かつて主力としていたODM(設計・製造)による受託生産事業を再開することで、
内製しているHTCブランドのスマホ販売低迷を補うのが狙いと見られており
台湾の市場や業界では、米グーグル(Google)が14年10月中に発表するタブレットPC「Nexus 9」の新モデルを、
HTCに生産委託するとの観測が強まっています。

ただ、Nexes 9の出荷が500万台を割り込む程度にとどまることから、
HTCの業績回復につながる原動力にはならないとの見方も出ているとの事。

日経テクノロジーオンラインのコラムでも触れられていましたが
台湾KGI証券(凱基)は最新レポートの中で、
HTCが自社工場について、EMS(電子機器受託製造サービス)の一線級に引けを取らないコスト競争力を
備えていると自己評価しているが、実際には、スマホ出荷台数が2011年の水準から半減するなど、
経営規模が縮小していることを反映して原材料の調達コストが上昇しており、自社ブランドの製品でさえ、
2015年には外部の工場に製造委託しないとコストダウンを図ることができないのが実情だ」と強調。
さらに、「Google社がNexus 9の価格を299米ドルと比較的高く設定することから、
出荷台数は最終的に500万台に届かない恐れがある」と予測しており
その上で、「HTCの売上高にNexus 9の占める割合は10~15%、売上総利益率に占める割合も10%を
下回るものと見込まれるため、HTCの業績を回復に導く原動力にはなり得ない」との見方を示しているそうです。

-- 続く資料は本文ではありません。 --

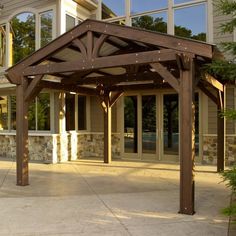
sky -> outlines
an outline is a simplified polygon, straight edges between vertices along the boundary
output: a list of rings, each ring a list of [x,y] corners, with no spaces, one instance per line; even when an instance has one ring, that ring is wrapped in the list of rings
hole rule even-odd
[[[186,3],[190,0],[174,0],[175,4]],[[103,0],[118,16],[125,15],[125,0]],[[154,9],[167,7],[168,0],[131,0],[131,13],[141,13]],[[186,7],[175,10],[174,20],[176,25],[181,25],[192,30],[193,34],[206,32],[205,4],[195,7]]]

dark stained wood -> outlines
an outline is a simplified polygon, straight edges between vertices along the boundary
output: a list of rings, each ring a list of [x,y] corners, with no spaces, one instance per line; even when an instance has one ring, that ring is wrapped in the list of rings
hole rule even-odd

コラムのタイトルにもなっていますがスマホの出荷台数が通年2000万台規模でも
原材料のコストが上昇してしまう状況とされており、一定以上の出荷規模を持つ製品を
取り扱えるか否かが業績の分かれ目になっているようです。

HTCといえば一時期は非常に勢いのあった企業だと思いますが、現状では苦戦を強いられているようで
業界の浮き沈みの激しさを感じます。